========================================
Prague Discourse Treebank 4.0 (PDiT 4.0)
========================================


Authors
=======
Pavlína Synková (Charles University, Faculty of Mathematics and Physics),
Jiří Mírovský (Charles University, Faculty of Mathematics and Physics),
Marie Paclíková (Charles University, Faculty of Arts),
Lucie Poláková (Charles University, Faculty of Mathematics and Physics),

and from previous versions:
Magdaléna Rysová, Veronika Scheller, Jana Zdeňková, Šárka Zikánová, Eva Hajičová


Introduction
============

The Prague Discourse Treebank 4.0 (PDiT 4.0; Synková et al., 2024) is
an annotation of discourse relations marked by primary and secondary
discourse connectives in the whole data of the Prague Dependency
Treebank - Consolidated 2.0 (PDT-C 2.0; Hajič et al., 2024).
With respect to the previous versions, annotating discourse relations
in the whole PDT-C 2.0 means a significant increase in the size
of the annotated data.

PDiT 4.0 annotates discourse relations in the whole PDT-C 2.0,
i.e. in all of its four subcorpora:

- Prague Dependency Treebank (PDT); in the previous versions,
  PDiT only covered these data
- Prague Czech-English Dependency Treebank, the Czech part (PCEDT-cz);
  newly annotated in PDiT 4.0
- Prague Dependency Treebank of Spoken Czech (PDTSC); newly annotated
  in PDiT 4.0
- Faust; newly annotated in PDiT 4.0

Already since version 3.0, PDiT uses two taxonomies of types of discourse
relations:

- the original Prague taxonomy of discourse types, and
- the Penn Discourse Treebank 3.0 (PDTB 3.0; Prasad et al., 2019) taxonomy
  of discourse senses.

Also since version 3.0, the PDiT data are offered in two formats:

- the native format of the PDT-C 2.0, i.e. the Prague Markup Language,
  where the discourse relations are annotated on top of deep-syntax
  dependency trees (tectogrammatics), and
- the Penn Discourse Treebank 3.0 (PDTB 3.0; Prasad et al., 2019) format
  of stand-off discourse annotation on plain texts.

Please visit https://ufal.mff.cuni.cz/pdit4.0 for detailed and
updated information about the corpus.

Published in December 2024.


How to Get the Data
===================

The Prague Discourse Treebank 4.0 can be downloaded from the LINDAT-CLARIAH-CZ
repository in its two data formats:

- PDiT 4.0 in the PML data format, as a part of the PDT-C 2.0 (all underlying
  annotation layers + discourse annotation as a part of the tectogrammatical
  layer): http://hdl.handle.net/11234/1-5813,
- PDiT 4.0 in the PDTB 3.0 data format (raw texts + stand-off discourse
  annotation): http://hdl.handle.net/11234/1-5680.


Data Format
===========

Data in the PML format
----------------------

Tree editor TrEd (Pajas and Štěpánek, 2008) can be used to open and browse
the data in the PML format.
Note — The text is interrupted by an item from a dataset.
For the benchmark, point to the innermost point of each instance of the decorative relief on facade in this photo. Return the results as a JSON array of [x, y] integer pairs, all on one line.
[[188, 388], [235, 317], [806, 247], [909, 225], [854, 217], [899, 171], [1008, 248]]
The editor can be downloaded for various
platforms from its home page (https://ufal.mff.cuni.cz/tred/). Please
follow installation instructions specified at the page for your
operating system.

After the installation, an extension needs to be installed:

  Start TrEd.
  In the top menu, select Setup -> Manage Extensions...; a dialog window 
    with a list of installed extensions appears.
  Click on the button "Get New Extensions"; a dialog window with a list
    of available (not yet installed) extensions appears.
  Make sure that at least the appropriate version of the extension "Prague
    Dependency Treebank - Consolidated" is checked to install (if it is not
    in the list, it may have already been installed).
  Click on the button "Install Selected"; the selected extensions (along
    with their dependencies) get installed.
  Close all TrEd windows including the main application window and start
    TrEd again.

To see the discourse annotation of a document on the tectogrammatical layer,
open the respective file with extension .t.gz. By default, orange discourse
arrows are displayed without any additional info. Press 'd' to see more
discourse-related information.

In case of troubles with the installation of TrEd or with browsing the data,
please contact the authors at (tred at ufal.mff.cuni.cz).

Data in the PDTB format
-----------------------

Please find a description of the fields of the PDTB stand-off format in
the Appendix.

The data are compatible with the Penn Discourse Treebank annotation tool
Annotator (Lee et al., 2016).


Citation
========

Please cite PDiT 4.0 when using the corpus for your research:

Pavlína Synková, Jiří Mírovský, Marie Paclíková, Lucie Poláková,
Magdaléna Rysová, Veronika Scheller, Jana Zdeňková, Šárka Zikánová
and Eva Hajičová: Prague Discourse Treebank 4.0. Data/software,
ÚFAL MFF UK, Prague, Czech Republic, LINDAT/CLARIAH-CZ:
http://hdl.handle.net/11234/1-5680, Dec 2024


Licence
=======

PDiT 4.0 is distributed under the Creative Commons
Attribution-NonCommercial-ShareAlike 4.0 (CC BY-NC-SA 4.0) licence.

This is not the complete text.